Mimi mirrored back some of her nonverbal awareness of sadness and abandonment feelings to Kate. This could have been a clinical hypothesis, observation of behavior in the here and now or de-coding of her own nonverbal experience with Kate. Mimi said she felt the feelings Kate was feeling and Kate had enough cognition to get curious about what was being projected. Mimi held the emotional container while Kate probed the memory of child hood teasing and rejection my middle school children. Mimi says she is not the same as the childhood friends, whom she names, which helps Kate discriminate Mimi as a different person/object from the past.

The container was expanded and Kate was able to experience dissociated feelings of being rejected and humiliated as a child without being triggered into a child ego states. She had enough Prescriptive roles available internally to contain and re-experience this cut off part of self safely, inside the relationship with Mimi.

 

TSM Stage 3:

Adaptive/Chosen Release of Affect and Controlled Regression


Only when the protagonist is able to label the cognitive and interpersonal content of PIs, is it safe for him or her to experience the dissociated affects and ego states that have been cut off from awareness and stored in the right brain. Then, the brain is in a neurobiologically contained state---cognitive processes are active and not overwhelmed by affect. Survival responses are not needed so there is no hormonal release of stress hormones.

Trust in the other allows the container to expand and dissociated affects can be consciously expressed as adaptive feelings rather than just vomiting up rage and hate that does not belong in the present. The TSM Trainer or therapist becomes part of the container and support for expression of affect rather than the object/target of the undifferentiated affect.

Mimi helped create a new self-representation with Kate when the container opened up and Kate could see, feel, experience, and accept an earlier memory of herself as a rejected, abandoned kid who was helpless against the older kids.

1) Create an “Object”—a reciprocal role that can hold the conscious expression of emotion from the protagonist in the here and now. This can be a part of self, a transformed good another mother/father/ancestor, a spiritual role, or the real relationship in the here and now.

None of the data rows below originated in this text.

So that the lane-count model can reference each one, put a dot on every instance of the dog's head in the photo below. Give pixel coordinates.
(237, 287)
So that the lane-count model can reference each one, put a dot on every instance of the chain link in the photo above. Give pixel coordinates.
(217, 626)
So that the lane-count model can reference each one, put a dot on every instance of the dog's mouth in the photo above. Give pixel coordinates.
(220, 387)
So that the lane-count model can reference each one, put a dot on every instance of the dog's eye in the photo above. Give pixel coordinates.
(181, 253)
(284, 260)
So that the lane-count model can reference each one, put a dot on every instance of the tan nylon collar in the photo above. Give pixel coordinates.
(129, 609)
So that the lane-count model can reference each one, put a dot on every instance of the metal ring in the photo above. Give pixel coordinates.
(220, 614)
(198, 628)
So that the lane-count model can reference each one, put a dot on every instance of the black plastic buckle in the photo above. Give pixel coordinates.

2) If you create an externalized role through an empty chair or an auxiliary ego, you can move between director and double role as needed to faciliate conscious expression of emotions in the present that are accurately tied to traumatic experiences of the past. You help maintain the line where emotions are consciously chosen but do not overwhelm the adult ego functioning in the present moment. Express the feelings to the object for containment.

3) If you use the real relationship with the protagonist, you can share your own feelings and personal experiences as they relate to what s/he is experiencing. If you have been triggered during the PI, now is the time to identify that and clear it with the protagonist. You will NOT express the affect to the protagonist, that is for supervision. But you do need to own any PIs that may have been yours during the session. You are the “bigger self”, the “adult ego” that the protagonist needs, the “good enough mother/father” in the here and now and can hold that role for new experiencing.

Mimi offered an interpersonal container in the here and now. It was a true moment of healing when she said that I was her adopted sister in the present. It lifted the shame of the past and let me feel the joy of attachment in the present. Witnessed by a community. WOW! It was a perfect demonstration of working with PIs!!!!!